LNG ist für den Transport per Schiff verflüssigtes Erdgas. Nach Ankunft an der deutschen Küste muss es wieder regasifiziert werden, um es anschließend durch Rohre weiterleiten zu können.
Aus Regierungskreisen hieß es zuletzt, dass es Vertragsunterzeichnungen durch das Wirtschafts- und Klimaschutzministerium in Berlin für das Chartern von drei schwimmenden Terminals gebe. Das Chartern selbst übernehmen private Unternehmen. Es liefen derzeit auch Planungen und Vorbereitungen für Verhandlungen für ein viertes schwimmendes Terminal, hieß es. Die Bundesregierung will dafür in den kommenden zehn Jahren bis zu drei Milliarden Euro ausgeben.
Wo sollen LNG-Anlagen gebaut werden?
In Deutschland ist der Bau mehrerer LNG-Anlagen beider Varianten vorgesehen. In dem Papier werden konkret Brunsbüttel in Schleswig-Holstein und Wilhelmshaven in Niedersachsen als Standorte sowohl für die ortsfesten als auch für die schwimmenden LNG-Anlagen genannt. Es gebe aber auch weitere in Frage kommende Orte. «Ob die einzelnen Standorte dann realisiert werden, hängt von verschiedenen rechtlichen, fachlichen und wirtschaftlichen Faktoren ab», heißt es. Im Gespräch sind schon seit längerem als weitere Standorte etwa Rostock in Mecklenburg-Vorpommern und das niedersächsische Stade.

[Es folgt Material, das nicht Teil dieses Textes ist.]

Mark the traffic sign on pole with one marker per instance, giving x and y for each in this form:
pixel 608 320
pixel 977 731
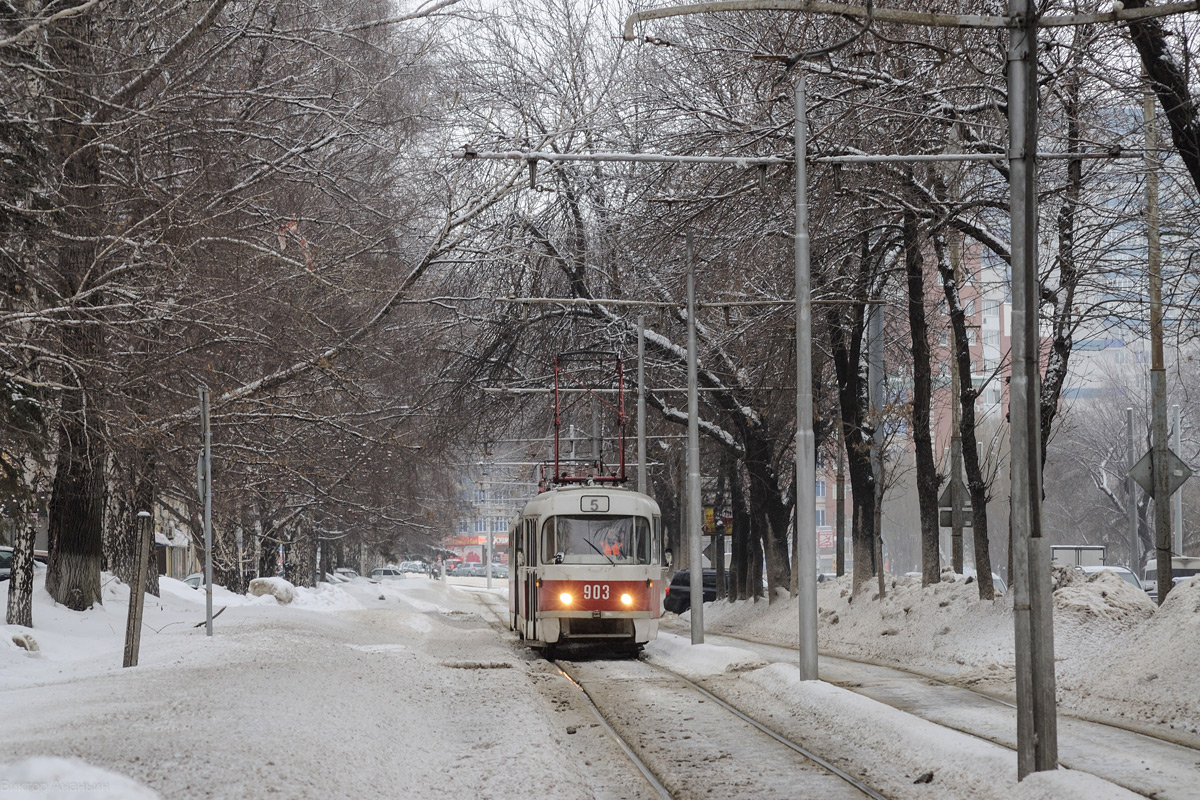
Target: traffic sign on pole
pixel 1176 473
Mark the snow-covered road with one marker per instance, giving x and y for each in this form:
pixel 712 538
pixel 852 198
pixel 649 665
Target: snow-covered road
pixel 414 689
pixel 1144 764
pixel 413 696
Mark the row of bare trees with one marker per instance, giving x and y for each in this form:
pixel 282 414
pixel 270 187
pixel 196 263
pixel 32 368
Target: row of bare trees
pixel 556 80
pixel 261 199
pixel 232 196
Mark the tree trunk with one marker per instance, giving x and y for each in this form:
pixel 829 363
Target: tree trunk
pixel 76 515
pixel 967 395
pixel 124 543
pixel 1063 322
pixel 1169 79
pixel 922 378
pixel 21 582
pixel 77 503
pixel 852 400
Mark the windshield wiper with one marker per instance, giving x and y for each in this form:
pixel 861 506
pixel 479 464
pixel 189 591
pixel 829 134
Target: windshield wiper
pixel 593 545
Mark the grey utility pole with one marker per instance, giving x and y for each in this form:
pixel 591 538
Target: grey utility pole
pixel 957 487
pixel 1177 498
pixel 641 403
pixel 1159 446
pixel 207 499
pixel 1132 494
pixel 1037 737
pixel 805 444
pixel 694 516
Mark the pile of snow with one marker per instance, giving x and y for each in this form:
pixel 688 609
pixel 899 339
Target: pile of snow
pixel 1147 675
pixel 1116 656
pixel 283 591
pixel 67 779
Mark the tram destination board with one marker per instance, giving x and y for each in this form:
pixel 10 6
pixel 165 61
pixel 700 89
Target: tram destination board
pixel 594 504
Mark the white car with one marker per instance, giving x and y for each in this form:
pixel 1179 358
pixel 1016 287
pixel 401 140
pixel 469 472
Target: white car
pixel 387 573
pixel 1122 572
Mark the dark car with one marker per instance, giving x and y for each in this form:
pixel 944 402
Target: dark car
pixel 678 597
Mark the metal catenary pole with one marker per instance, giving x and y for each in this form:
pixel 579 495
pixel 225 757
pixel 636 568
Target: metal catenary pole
pixel 1132 494
pixel 641 403
pixel 805 446
pixel 1037 739
pixel 1177 498
pixel 1157 362
pixel 207 437
pixel 957 499
pixel 694 513
pixel 1037 725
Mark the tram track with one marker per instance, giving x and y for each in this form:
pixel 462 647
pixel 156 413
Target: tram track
pixel 1137 761
pixel 1149 765
pixel 694 744
pixel 654 746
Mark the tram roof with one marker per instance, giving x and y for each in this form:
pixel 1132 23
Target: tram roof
pixel 568 499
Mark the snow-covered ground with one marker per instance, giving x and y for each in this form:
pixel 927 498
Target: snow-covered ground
pixel 408 689
pixel 1117 659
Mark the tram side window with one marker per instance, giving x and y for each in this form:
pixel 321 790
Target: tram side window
pixel 594 539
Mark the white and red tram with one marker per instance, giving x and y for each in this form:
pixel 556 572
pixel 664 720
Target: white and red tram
pixel 587 565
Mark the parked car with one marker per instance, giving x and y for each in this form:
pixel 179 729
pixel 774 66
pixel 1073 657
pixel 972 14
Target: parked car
pixel 678 595
pixel 1122 572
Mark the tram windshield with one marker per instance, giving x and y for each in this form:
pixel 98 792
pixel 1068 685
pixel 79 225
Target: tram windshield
pixel 594 539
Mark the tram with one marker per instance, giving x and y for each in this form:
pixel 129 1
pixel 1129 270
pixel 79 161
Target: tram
pixel 586 554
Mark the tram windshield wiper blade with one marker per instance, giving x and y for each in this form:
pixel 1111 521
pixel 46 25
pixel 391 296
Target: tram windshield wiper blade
pixel 593 545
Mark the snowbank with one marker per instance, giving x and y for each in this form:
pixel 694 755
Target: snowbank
pixel 66 779
pixel 1116 656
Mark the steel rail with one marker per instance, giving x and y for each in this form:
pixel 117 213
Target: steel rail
pixel 1116 725
pixel 663 792
pixel 778 737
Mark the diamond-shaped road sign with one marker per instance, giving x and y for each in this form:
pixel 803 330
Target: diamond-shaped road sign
pixel 1176 473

Niedersachsens Energieminister Olaf Lies sieht in dem geplanten Beschleunigungsgesetz für LNG-Terminals eine «sehr gute Grundlage» für die Realisierung der Vorhaben. «Wir müssen jetzt zeigen, dass wir mit einer neuen Deutschlandgeschwindigkeit die energiepolitische Umklammerung durch Russland zügig lösen», sagte der SPD-Politiker der Deutschen Presse-Agentur. Es brauche beschleunigte Verfahren, um auch bei der Energieversorgung eine Zeitenwende einzuleiten. Das Beschleunigungsgesetz für den LNG-Ausbau werde nun auch den Maßstab setzen für noch ausstehende Beschleunigungsgesetze etwa für den Ausbau der Windenergie an Land und auf See sowie für Photovoltaik und benötigte Stromnetze, sagte Lies.
Michael Kruse, energiepolitischer Sprecher der FDP-Bundestagsfraktion, lobte am Samstag die Planungen als «lang ersehnten Durchbruch». «Durch die Standortauswahl für schwimmende Terminals schaffen wir einen gesetzlichen Rahmen, um noch in diesem Jahr LNG über die norddeutschen Häfen anlanden zu können», sagte Kruse der dpa.